Jacob Fahlström
Jacob Fahlström (c.1794–1859), also known as Father Jacob, was the very first Swede to settle in Minnesota. He was known as Ozaawindib or "Yellow Head" to the Ojibwe, and to other white settlers as the "Swede Indian." After working in the fur trade for the Hudson's Bay Company in Manitoba, he joined the American Fur Company at Fond du Lac (in present-day Duluth) as a boatman. In 1823, he married Margaret Bonga, the part-Ojibwe daughter of Pierre Bonga, a French African interpreter in the fur trade. Around 1825, he started working for the U.S. government as a woodsman, mail carrier, and blacksmith's striker at the St. Peter's Indian Agency next to Fort Snelling.

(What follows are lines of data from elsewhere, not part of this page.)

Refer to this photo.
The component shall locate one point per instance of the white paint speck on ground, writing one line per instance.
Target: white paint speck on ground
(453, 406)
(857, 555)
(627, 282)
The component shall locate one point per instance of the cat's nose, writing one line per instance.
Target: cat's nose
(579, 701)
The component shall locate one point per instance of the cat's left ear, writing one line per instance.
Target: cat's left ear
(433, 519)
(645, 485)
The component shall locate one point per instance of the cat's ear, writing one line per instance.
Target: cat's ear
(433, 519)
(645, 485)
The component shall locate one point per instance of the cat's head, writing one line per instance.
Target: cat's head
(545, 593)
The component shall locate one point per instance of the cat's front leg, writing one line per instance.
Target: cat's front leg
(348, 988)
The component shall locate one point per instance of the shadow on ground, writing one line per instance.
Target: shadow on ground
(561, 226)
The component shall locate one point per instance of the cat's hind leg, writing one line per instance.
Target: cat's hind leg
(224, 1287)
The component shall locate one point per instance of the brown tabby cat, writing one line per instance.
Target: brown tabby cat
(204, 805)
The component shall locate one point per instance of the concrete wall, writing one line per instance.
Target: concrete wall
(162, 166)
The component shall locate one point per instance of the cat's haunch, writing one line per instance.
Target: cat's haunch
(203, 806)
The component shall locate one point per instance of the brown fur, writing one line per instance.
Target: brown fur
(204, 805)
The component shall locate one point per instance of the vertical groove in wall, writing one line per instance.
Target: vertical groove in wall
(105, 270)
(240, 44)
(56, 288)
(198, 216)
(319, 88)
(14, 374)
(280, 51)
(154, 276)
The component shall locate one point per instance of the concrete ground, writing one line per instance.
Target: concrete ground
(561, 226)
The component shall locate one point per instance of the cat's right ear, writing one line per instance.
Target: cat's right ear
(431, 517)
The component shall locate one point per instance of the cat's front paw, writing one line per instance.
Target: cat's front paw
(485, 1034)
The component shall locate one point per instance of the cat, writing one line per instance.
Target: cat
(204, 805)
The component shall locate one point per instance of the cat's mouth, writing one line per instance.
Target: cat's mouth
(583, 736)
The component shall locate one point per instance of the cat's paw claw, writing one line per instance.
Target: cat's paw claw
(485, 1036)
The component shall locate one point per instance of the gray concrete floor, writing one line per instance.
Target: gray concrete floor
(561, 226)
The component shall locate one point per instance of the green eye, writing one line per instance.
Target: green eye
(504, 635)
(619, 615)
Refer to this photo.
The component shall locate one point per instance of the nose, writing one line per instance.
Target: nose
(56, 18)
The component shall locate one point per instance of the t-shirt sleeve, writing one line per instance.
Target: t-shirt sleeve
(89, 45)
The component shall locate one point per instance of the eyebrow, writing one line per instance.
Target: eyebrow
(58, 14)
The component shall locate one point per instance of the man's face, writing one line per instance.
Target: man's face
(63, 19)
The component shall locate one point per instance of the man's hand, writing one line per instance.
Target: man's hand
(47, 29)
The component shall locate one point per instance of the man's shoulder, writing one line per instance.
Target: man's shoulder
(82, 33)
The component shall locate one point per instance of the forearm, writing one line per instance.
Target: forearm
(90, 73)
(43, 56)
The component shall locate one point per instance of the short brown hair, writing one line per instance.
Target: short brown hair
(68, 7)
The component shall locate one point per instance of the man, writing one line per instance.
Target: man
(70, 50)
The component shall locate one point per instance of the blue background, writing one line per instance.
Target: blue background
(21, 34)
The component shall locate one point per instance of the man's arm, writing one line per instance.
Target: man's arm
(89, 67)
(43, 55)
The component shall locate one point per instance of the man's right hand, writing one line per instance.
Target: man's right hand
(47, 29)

In 1838, Fahlström became the first Methodist convert in Minnesota. In 1840, he became a lay preacher for the Methodist Episcopal Church and was considered one of their most successful missionaries to Native Americans in the region. Fluent in Ojibwe and English, he also spoke French, Dakota and Iroquois, in addition to his native Swedish. His parish extended from the Rum River to Lake Superior. Stories of his adventures in the wilderness and his encounters with Indians made him a legendary figure in Minnesota history. During the last decade of his life, he also preached to newly immigrated Swedes who became part of a growing community near his family farm in Afton, Minnesota where he was buried in 1859.
In June 1948, Prince Bertil of Sweden unveiled a plaque in his honor on Kellogg Boulevard in Saint Paul.